Private pension plans can take a number of forms: Occupational Pension Schemes (including small self-administered schemes used primarily by proprietary directors of companies); Retirement Annuity Contracts (used primarily by the self-employed); and PRSAs (which are open to all). The €5m standard fund threshold and the personal fund thresholds apply to all these categories of private pension plan.

However, notification to Revenue of amounts in excess of €5 million, for the purpose of these thresholds, did not arise until 2006 (as these measures were not announced until Budget 2006, and the relevant processes were put in place in Finance Act 2006.) I am informed by the Revenue Commissioners that 117 notifications of personal fund thresholds in excess of €5 million were received by them before the 6 June 2006 deadline. I am further informed that, to date, Revenue has issued certificates noting the relevant personal fund thresholds in respect of 75 of the notifications received. The other 42 notifications are at various stages of enquiry.
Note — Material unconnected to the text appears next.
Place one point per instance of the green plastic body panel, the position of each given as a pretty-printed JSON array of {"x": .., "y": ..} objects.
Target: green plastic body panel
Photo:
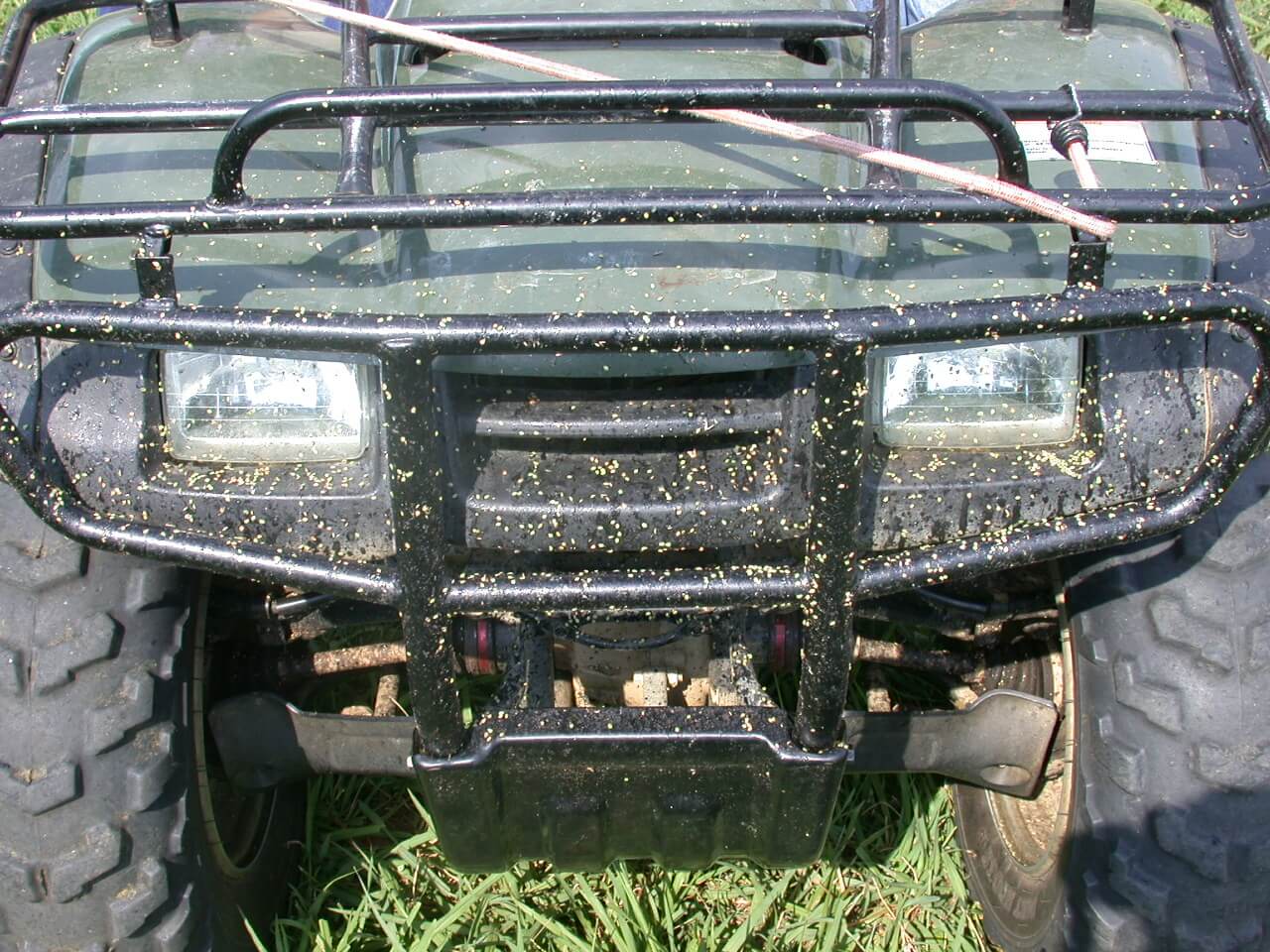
[{"x": 249, "y": 51}]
The Deputy will be aware that, in due course, where the capital value of pension benefits drawn by an individual, whether by way of pension, lump sum or transfer to an approved retirement fund etc, exceeds the relevant threshold, the excess will be subject to an up-front income tax charge of 42%. This charge is in addition to any other income tax charge that might arise in the normal course on the pension benefits drawn down. The Deputy will also be aware that this measure was part of a suite of measures in relation to pensions announced in Budget 2006, and should not, of course, be seen in isolation.